"Kunstrasenplatz denkbar"

Auf der Tribüne im Weidener Stadion beim Derby zwischen der SpVgg SV und dem FC Amberg (von links): Bürgermeister Lothar Höher (Weiden) und die beiden Oberbürgermeister Michael Cerny (Amberg) mit gelb-schwarzem Fanschal und Kurt Seggewiß. Bild: af

Beim Fußball-Stammtisch nach dem Bayernliga-Derby zwischen der SpVgg SV Weiden und dem FC Amberg geben OB Michael Cerny und Bürgermeister Lothar Höher interessante Einblicke - beide Städte kündigen Unterstützung im Falle eines Regionalliga-Aufstiegs an.

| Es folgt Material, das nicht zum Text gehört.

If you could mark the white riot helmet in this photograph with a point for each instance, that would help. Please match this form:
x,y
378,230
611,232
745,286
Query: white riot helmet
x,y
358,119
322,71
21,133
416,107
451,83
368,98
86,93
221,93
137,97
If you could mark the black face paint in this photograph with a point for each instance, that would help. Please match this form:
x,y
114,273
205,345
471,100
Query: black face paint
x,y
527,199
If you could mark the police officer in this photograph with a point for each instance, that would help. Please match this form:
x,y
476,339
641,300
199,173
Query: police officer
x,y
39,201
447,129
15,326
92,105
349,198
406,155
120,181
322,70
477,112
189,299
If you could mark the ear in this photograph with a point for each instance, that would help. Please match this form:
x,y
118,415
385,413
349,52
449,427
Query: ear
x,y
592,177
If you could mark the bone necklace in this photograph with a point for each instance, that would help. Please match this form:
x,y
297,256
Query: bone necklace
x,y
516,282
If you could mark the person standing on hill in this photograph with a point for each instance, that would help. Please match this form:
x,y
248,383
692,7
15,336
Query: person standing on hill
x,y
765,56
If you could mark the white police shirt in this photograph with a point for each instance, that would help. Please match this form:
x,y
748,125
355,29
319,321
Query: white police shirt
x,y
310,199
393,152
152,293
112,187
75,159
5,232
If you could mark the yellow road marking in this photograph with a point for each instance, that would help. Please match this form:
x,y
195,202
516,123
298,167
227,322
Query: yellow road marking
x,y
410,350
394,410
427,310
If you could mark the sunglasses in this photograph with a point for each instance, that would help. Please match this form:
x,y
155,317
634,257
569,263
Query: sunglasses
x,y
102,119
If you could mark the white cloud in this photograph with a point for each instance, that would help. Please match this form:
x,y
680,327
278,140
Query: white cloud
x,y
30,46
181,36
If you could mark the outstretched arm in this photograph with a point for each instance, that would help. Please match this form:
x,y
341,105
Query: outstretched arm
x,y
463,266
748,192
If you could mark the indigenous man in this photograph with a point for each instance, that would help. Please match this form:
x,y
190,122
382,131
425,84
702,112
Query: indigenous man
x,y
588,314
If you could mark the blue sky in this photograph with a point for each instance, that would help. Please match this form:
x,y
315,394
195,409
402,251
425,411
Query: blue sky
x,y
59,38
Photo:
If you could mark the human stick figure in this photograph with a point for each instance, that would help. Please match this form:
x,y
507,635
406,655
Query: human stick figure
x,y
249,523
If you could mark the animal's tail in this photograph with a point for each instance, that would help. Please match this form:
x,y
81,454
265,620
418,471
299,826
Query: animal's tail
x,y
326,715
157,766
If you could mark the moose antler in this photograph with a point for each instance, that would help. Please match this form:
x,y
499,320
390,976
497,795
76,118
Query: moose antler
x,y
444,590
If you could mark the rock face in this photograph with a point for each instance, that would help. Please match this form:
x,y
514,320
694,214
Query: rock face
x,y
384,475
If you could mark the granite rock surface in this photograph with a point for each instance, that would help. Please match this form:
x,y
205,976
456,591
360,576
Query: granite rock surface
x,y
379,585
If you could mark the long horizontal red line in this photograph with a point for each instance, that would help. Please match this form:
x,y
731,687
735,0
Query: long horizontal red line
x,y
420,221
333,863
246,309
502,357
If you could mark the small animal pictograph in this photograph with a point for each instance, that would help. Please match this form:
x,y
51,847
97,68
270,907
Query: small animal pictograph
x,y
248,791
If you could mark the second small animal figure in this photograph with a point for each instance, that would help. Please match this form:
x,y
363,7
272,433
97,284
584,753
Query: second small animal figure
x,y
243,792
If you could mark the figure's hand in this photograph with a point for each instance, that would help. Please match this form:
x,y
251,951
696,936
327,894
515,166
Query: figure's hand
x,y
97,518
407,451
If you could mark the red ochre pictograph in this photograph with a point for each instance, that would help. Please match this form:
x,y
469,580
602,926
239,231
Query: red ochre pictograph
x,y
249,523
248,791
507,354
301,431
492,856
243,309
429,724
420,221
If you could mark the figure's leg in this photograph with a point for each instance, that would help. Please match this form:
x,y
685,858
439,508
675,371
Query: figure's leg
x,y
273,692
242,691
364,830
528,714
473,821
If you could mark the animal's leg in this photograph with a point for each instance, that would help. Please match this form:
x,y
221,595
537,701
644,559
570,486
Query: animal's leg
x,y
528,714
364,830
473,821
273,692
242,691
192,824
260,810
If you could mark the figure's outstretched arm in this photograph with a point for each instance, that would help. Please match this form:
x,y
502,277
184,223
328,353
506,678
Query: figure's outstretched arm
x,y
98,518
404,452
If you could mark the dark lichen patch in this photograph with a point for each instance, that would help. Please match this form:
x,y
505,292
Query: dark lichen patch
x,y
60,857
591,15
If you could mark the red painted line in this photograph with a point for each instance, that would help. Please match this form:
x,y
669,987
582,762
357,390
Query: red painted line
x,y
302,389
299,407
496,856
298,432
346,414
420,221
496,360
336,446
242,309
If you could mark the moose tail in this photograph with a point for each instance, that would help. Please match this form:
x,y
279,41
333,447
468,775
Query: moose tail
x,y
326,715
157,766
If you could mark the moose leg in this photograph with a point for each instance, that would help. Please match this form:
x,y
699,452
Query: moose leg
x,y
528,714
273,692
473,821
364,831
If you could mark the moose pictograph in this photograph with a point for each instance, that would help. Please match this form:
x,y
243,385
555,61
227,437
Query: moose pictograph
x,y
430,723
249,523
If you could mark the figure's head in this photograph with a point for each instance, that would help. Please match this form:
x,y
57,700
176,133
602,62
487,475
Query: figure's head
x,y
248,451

Hintergründig, informativ und schlagfertig - so präsentierten sich am Samstagabend nach dem Derby die Gäste des Fußball-Stammtisches. Ambergs Oberbürgermeister Michael Cerny, Weidens Bürgermeister Lothar Höher, SpVgg SV-Keeper Dominik Foster und FCA-Kapitän Michael Plänitz stellten sich dabei im voll besetzten VIP-Raum des Sparda-Bank-Stadions den Fragen von Moderator Philipp Kaufmann vom City-Center Weiden. Besonders bemerkenswert waren dabei die unter dem Beifall des Publikums getroffenen Aussagen der beiden Lokalpolitiker, die die Vereine im Falle eines Regionalliga-Aufstieges "mit allen erdenklich möglichen Mitteln" unterstützen wollen.

Ambergs OB Cerny, der ein "unterm Strich gerechtes 1:1" sah, wünschte sich für "seinen FC Amberg" natürlich den sportlichen Erfolg. Gab allerdings zu bedenken, dass dazu auch die nötigen professionellen Vereinsstrukturen unabdingbar seien: "Man braucht ein entsprechendes Umfeld und natürlich auch die Unterstützung aus der Wirtschaft", sagte das Amberger Stadtoberhaupt.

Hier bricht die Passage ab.